第五百章 真小人坦荡荡,伪君子长戚戚(1/4)
杭州,鄢府。“徐阶怕是属小强的吧?”
听过沈坤的报告和请罪,鄢懋卿并未责怪,而是笑着摇了摇头,但见沈坤一脸迷惑,于是又换了个说法,
“我的意思是说,想不到徐阶竟如此耐杀,我愿将其封作大明耐杀王。”
“这………………”
这回沈坤倒是听懂了,并且心中深表认同。
这次虽是鄢懋卿第一次对徐阶直接使用物理手段,但其实早就不是第一次祸害此人,而且此前的每一次都凶险至极。
比如最开始在那场惊天骗局中,拉徐阶的岳父沈锡入伙,还用一部新版的《鄢党点将录》离间徐阶与东南势力,从而牵出了“毁堤淹田”和“欺民虐民”的指控。
用鄢懋卿的说法,这对徐阶来说已是九死一生的危机。
而那时徐阶唯一的生机,便是捏着鼻子受了两边的窝囊气,甘愿放弃权力、功名与部分家产,或许还有机会与徐沈两家全身而退。
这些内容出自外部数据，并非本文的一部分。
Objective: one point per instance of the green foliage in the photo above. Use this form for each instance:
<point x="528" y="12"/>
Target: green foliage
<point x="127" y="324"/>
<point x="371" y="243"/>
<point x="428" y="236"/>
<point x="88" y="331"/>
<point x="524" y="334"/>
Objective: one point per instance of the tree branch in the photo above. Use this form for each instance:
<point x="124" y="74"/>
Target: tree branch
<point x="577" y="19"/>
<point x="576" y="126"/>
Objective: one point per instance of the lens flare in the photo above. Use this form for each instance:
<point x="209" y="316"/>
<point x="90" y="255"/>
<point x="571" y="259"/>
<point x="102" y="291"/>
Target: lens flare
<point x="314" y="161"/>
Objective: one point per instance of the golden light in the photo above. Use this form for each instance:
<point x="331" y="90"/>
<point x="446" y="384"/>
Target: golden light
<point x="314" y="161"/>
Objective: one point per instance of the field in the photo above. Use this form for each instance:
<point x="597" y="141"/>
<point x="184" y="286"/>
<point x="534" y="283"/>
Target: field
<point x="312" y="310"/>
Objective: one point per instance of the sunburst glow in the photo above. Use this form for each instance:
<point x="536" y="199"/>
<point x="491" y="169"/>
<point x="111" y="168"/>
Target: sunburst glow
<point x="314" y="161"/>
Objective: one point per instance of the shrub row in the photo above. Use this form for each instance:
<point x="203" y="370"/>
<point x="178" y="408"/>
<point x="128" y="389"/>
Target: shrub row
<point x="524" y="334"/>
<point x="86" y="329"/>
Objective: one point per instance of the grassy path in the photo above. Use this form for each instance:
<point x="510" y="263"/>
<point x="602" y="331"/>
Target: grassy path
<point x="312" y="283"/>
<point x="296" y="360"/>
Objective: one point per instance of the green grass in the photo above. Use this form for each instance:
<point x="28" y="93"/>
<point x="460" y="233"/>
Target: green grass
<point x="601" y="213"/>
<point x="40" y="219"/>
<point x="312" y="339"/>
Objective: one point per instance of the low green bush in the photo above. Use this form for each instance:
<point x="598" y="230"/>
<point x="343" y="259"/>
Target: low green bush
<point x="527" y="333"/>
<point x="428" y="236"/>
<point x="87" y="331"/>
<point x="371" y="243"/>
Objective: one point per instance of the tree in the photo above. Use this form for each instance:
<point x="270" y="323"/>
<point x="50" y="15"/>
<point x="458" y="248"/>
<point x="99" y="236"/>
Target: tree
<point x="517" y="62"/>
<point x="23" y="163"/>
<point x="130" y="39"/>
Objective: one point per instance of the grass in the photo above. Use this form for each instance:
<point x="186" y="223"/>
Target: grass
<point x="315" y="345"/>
结果就连鄢懋卿也没想到,徐阶居然开创性的提出了一个“摊丁入地,地丁合一”的国策,并以此轻而易举的打动了皇上,彻底扭转了两头堵之绝境,从一个本该至少罢官贬职的犯员,摇身一变成了掌握浙江生杀大权的特使。
对于徐阶的这番神奇操作,鄢懋卿都给了他“堪称教科书”的高度评价。
哪知徐阶根本没打算做什么革新之臣,他奉旨南下之后,竟又耍了心眼。
他不立刻前往浙江办事,却在松江府蛊惑了沈炼来做挡箭牌,以此来对浙江缙绅杀鸡儆猴,自己则躲在后面静待事态发展,创造左右逢源的机会。
好在鄢懋卿及时出手,他先是用一场绑架案强行将沈炼引回浙江,顺便将徐阶也牵到了浙江。
同时又用一个更具开创性的“奏销案”,一举让徐阶重新陷入了一根筋变两头堵的绝境,令其只能爬到阳光底下感叹“阳光好刺眼”。
用鄢懋卿的说法,这对徐阶来说已是十死无生的危机。
结果鄢懋卿却还是没有想到,徐阶不久之后就又带上了一口棺材四处作秀,用悍不畏死的“忠臣”形象来道德绑架皇上。
使皇上即使对他有所质疑,也不能轻易将他当做弃子,强行从绝境中挤出了一丝生机。
而在这之后,鄢懋卿也已经不再可刻意去针对徐阶。
因为在鄢懋卿看来,经过这些事情之后,徐阶几乎已经自绝于江南缙绅,只能坚定不移的依附皇上。
尤其后来他与沈坤、沈炼、赵贞吉、章允贤等一众“党”遭到群攻弹劾,“鄢党”又在朝堂上展现出了一家独大的声势之后,徐阶也该能够看清天下大势,一心去做大明的革新之臣。
结果没想到徐阶才装模作样了没几日。
竟又趁着南直隶出了更大的倭乱,朝野的注意力转移之际,私下与浙江缙绅唱起了两头逢源的双簧......
可惜经过一年来的经营,鄢懋卿早已在浙江手眼通天,这些小动作又如何能够避开他的耳目?
至此他终于彻底失去了继续与徐阶勾心斗角的耐心,下令暗杀这个冥顽不灵的奸贼,最后再利用他的性命一次,促使国策再无半点悬念的同时一举四得。
结果令人万万没有想到的是,徐阶居然还偷偷设计了第二套预案。
就连从未失手的英雄营,在面对徐阶的时候居然也失了手,竟让他又侥幸看到了第二天的太阳,甚至还跑回了布政使司寻求庇护。
因此,鄢懋卿赐予徐阶的这个“大明耐杀王”称号,还真是有点实至名归。